Successful treatment of hepatitis C virus (HCV) infection is reflected by a sustained virologic response (SVR), which is the absence of detectable levels of viral genetic material in the blood 24 weeks after completion of therapy. The current standard treatment for chronic HCV infection has been a combination of peginterferon-α and ribavirin (PR) for 24 to 48 weeks, which, acting on non-specific pathways, has suboptimal SVR and significant toxicity in treated patients. Recently, new drugs that act on specific targets in the viral life cycle have been developed to directly inhibit viral production. These drugs, referred as direct-acting antiviral medications (DAA), and included protease inhibitors such as boceprevir and telaprevir, can be used alone, together with another DAA, or combined with PR. Boceprevir and telaprevir, approved by Health Canada in 2011, have demonstrated high cure rates when used together with PR, but adverse event rates and low spectrum activity (genotype 1) have been barriers to their use. In order to improve the pharmacokinetics and tolerability of DAA, a second generation of protease inhibitors such as simeprevir and sofosbuvir have been recently developed and approved for use in Canada in 2013 and 2014, respectively. Simeprevir and sofosbuvir can be used as first-line therapy for the treatment of HCV infection, or because of the high costs associated with the new DAA, in patients who had not responded to standard treatment or first generation DAA. A recent Therapeutic Review report by CADTH recommended simeprevir for treatment-naïve or -experienced patients with genotype 1 HCV, but could not make a recommendation for sofosbuvir due to a lack of evidence.
This Rapid Response report aims to review the clinical effectiveness and safety of simeprevir and/or sofosbuvir combined with PR in patients with chronic hepatitis C genotype 1, 2, 3 or 4 who have had an inadequate response to prior DAA plus PR therapy or prior treatment with PR alone.

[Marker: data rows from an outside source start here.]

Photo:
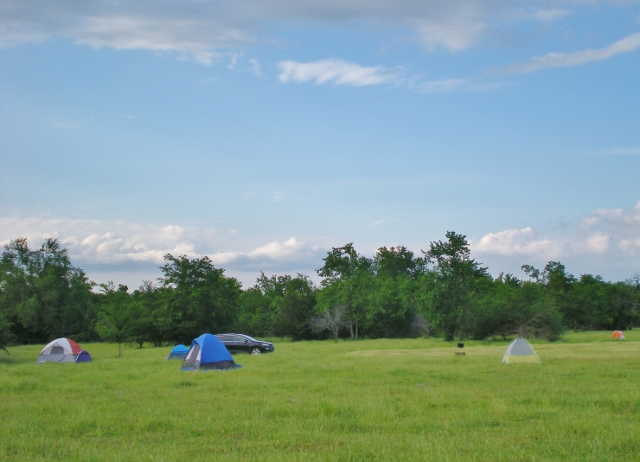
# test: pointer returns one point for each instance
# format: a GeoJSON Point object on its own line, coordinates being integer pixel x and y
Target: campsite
{"type": "Point", "coordinates": [315, 400]}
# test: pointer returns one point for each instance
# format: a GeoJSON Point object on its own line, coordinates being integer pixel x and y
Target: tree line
{"type": "Point", "coordinates": [442, 291]}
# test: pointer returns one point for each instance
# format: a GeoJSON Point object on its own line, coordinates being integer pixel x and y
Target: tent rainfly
{"type": "Point", "coordinates": [520, 351]}
{"type": "Point", "coordinates": [178, 352]}
{"type": "Point", "coordinates": [63, 350]}
{"type": "Point", "coordinates": [207, 352]}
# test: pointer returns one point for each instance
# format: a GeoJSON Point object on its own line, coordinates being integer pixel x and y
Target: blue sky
{"type": "Point", "coordinates": [261, 134]}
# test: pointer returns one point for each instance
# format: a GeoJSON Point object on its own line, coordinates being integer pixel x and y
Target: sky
{"type": "Point", "coordinates": [262, 134]}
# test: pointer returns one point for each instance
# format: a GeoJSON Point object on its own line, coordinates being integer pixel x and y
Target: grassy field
{"type": "Point", "coordinates": [365, 400]}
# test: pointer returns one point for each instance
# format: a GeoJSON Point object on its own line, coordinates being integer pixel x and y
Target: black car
{"type": "Point", "coordinates": [240, 343]}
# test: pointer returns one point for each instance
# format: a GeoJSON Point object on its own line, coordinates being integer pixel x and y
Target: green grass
{"type": "Point", "coordinates": [365, 400]}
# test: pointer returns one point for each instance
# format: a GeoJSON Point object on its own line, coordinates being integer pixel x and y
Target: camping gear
{"type": "Point", "coordinates": [63, 350]}
{"type": "Point", "coordinates": [520, 351]}
{"type": "Point", "coordinates": [208, 352]}
{"type": "Point", "coordinates": [178, 352]}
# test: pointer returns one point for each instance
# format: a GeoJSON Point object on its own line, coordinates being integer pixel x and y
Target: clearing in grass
{"type": "Point", "coordinates": [365, 400]}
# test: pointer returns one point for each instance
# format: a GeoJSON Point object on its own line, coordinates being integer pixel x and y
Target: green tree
{"type": "Point", "coordinates": [347, 280]}
{"type": "Point", "coordinates": [295, 308]}
{"type": "Point", "coordinates": [43, 295]}
{"type": "Point", "coordinates": [116, 316]}
{"type": "Point", "coordinates": [456, 276]}
{"type": "Point", "coordinates": [198, 298]}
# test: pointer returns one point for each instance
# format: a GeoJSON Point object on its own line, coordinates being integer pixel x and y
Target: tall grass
{"type": "Point", "coordinates": [365, 400]}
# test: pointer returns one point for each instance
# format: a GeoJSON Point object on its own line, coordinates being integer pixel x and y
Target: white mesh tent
{"type": "Point", "coordinates": [520, 351]}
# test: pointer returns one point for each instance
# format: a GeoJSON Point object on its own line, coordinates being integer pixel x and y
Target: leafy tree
{"type": "Point", "coordinates": [295, 308]}
{"type": "Point", "coordinates": [5, 333]}
{"type": "Point", "coordinates": [456, 276]}
{"type": "Point", "coordinates": [331, 319]}
{"type": "Point", "coordinates": [147, 303]}
{"type": "Point", "coordinates": [198, 298]}
{"type": "Point", "coordinates": [116, 316]}
{"type": "Point", "coordinates": [347, 279]}
{"type": "Point", "coordinates": [43, 295]}
{"type": "Point", "coordinates": [509, 308]}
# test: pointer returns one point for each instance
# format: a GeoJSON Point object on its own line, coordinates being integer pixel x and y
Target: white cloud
{"type": "Point", "coordinates": [336, 71]}
{"type": "Point", "coordinates": [519, 242]}
{"type": "Point", "coordinates": [455, 33]}
{"type": "Point", "coordinates": [277, 196]}
{"type": "Point", "coordinates": [121, 244]}
{"type": "Point", "coordinates": [201, 28]}
{"type": "Point", "coordinates": [631, 151]}
{"type": "Point", "coordinates": [603, 232]}
{"type": "Point", "coordinates": [626, 45]}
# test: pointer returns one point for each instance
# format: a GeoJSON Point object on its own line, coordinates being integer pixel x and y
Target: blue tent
{"type": "Point", "coordinates": [178, 352]}
{"type": "Point", "coordinates": [207, 352]}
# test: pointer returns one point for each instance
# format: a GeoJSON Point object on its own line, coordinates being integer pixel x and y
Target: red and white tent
{"type": "Point", "coordinates": [63, 350]}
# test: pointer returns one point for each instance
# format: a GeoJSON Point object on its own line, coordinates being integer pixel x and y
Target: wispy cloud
{"type": "Point", "coordinates": [631, 151]}
{"type": "Point", "coordinates": [119, 245]}
{"type": "Point", "coordinates": [600, 233]}
{"type": "Point", "coordinates": [202, 29]}
{"type": "Point", "coordinates": [337, 72]}
{"type": "Point", "coordinates": [576, 58]}
{"type": "Point", "coordinates": [340, 72]}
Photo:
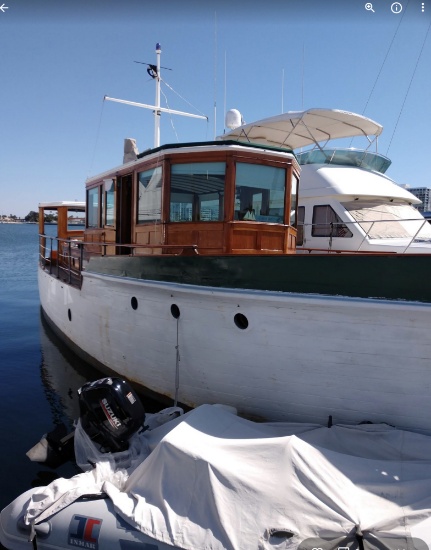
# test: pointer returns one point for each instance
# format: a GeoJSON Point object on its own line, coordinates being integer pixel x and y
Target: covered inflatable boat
{"type": "Point", "coordinates": [211, 480]}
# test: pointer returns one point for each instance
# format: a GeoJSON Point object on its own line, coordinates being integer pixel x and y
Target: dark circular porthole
{"type": "Point", "coordinates": [175, 311]}
{"type": "Point", "coordinates": [241, 321]}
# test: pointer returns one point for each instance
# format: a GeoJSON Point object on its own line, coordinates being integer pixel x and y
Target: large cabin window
{"type": "Point", "coordinates": [93, 207]}
{"type": "Point", "coordinates": [259, 192]}
{"type": "Point", "coordinates": [197, 191]}
{"type": "Point", "coordinates": [327, 223]}
{"type": "Point", "coordinates": [150, 195]}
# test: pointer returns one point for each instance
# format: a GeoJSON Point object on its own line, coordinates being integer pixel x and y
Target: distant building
{"type": "Point", "coordinates": [423, 194]}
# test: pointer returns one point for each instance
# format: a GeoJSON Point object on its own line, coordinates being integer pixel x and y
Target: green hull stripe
{"type": "Point", "coordinates": [394, 277]}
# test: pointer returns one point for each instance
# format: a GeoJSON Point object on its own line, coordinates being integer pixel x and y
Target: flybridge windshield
{"type": "Point", "coordinates": [346, 157]}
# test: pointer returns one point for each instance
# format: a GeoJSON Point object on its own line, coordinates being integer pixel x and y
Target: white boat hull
{"type": "Point", "coordinates": [302, 357]}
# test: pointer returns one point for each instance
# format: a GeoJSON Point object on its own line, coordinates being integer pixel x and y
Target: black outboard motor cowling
{"type": "Point", "coordinates": [110, 413]}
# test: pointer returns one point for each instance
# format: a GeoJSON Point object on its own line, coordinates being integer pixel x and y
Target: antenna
{"type": "Point", "coordinates": [155, 73]}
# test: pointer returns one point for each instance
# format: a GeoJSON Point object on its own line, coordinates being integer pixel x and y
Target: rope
{"type": "Point", "coordinates": [177, 367]}
{"type": "Point", "coordinates": [408, 89]}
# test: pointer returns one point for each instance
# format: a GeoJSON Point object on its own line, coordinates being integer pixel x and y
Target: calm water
{"type": "Point", "coordinates": [39, 376]}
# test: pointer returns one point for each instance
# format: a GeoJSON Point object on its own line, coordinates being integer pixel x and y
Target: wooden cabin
{"type": "Point", "coordinates": [205, 198]}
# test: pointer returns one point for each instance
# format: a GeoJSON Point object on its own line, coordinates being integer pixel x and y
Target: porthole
{"type": "Point", "coordinates": [175, 311]}
{"type": "Point", "coordinates": [241, 321]}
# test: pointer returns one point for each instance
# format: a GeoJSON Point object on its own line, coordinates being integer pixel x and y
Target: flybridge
{"type": "Point", "coordinates": [156, 75]}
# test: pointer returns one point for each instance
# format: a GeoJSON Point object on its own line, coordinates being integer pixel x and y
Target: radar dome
{"type": "Point", "coordinates": [233, 119]}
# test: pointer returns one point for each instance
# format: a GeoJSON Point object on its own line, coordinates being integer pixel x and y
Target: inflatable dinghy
{"type": "Point", "coordinates": [209, 479]}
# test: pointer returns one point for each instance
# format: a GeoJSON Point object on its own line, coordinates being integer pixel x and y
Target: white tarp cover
{"type": "Point", "coordinates": [214, 480]}
{"type": "Point", "coordinates": [297, 129]}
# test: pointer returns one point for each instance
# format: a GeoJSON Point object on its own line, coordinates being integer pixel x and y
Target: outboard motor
{"type": "Point", "coordinates": [110, 413]}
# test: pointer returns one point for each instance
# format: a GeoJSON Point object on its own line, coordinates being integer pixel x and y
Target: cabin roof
{"type": "Point", "coordinates": [78, 205]}
{"type": "Point", "coordinates": [190, 147]}
{"type": "Point", "coordinates": [216, 143]}
{"type": "Point", "coordinates": [297, 129]}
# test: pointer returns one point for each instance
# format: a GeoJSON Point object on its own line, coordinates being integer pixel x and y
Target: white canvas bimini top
{"type": "Point", "coordinates": [297, 129]}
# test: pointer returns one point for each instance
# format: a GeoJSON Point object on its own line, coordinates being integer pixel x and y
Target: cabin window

Disclaimer: The Rapid Response Service is an information service for those involved in planning and providing health care in Canada. Rapid responses are based on a limited literature search and are not comprehensive, systematic reviews. The intent is to provide a list of sources of the best evidence on the topic that CADTH could identify using all reasonable efforts within the time allowed. Rapid responses should be considered along with other types of information and health care considerations. The information included in this response is not intended to replace professional medical advice, nor should it be construed as a recommendation for or against the use of a particular health technology. Readers are also cautioned that a lack of good quality evidence does not necessarily mean a lack of effectiveness particularly in the case of new and emerging health technologies, for which little information can be found, but which may in future prove to be effective. While CADTH has taken care in the preparation of the report to ensure that its contents are accurate, complete and up to date, CADTH does not make any guarantee to that effect. CADTH is not liable for any loss or damages resulting from use of the information in the report.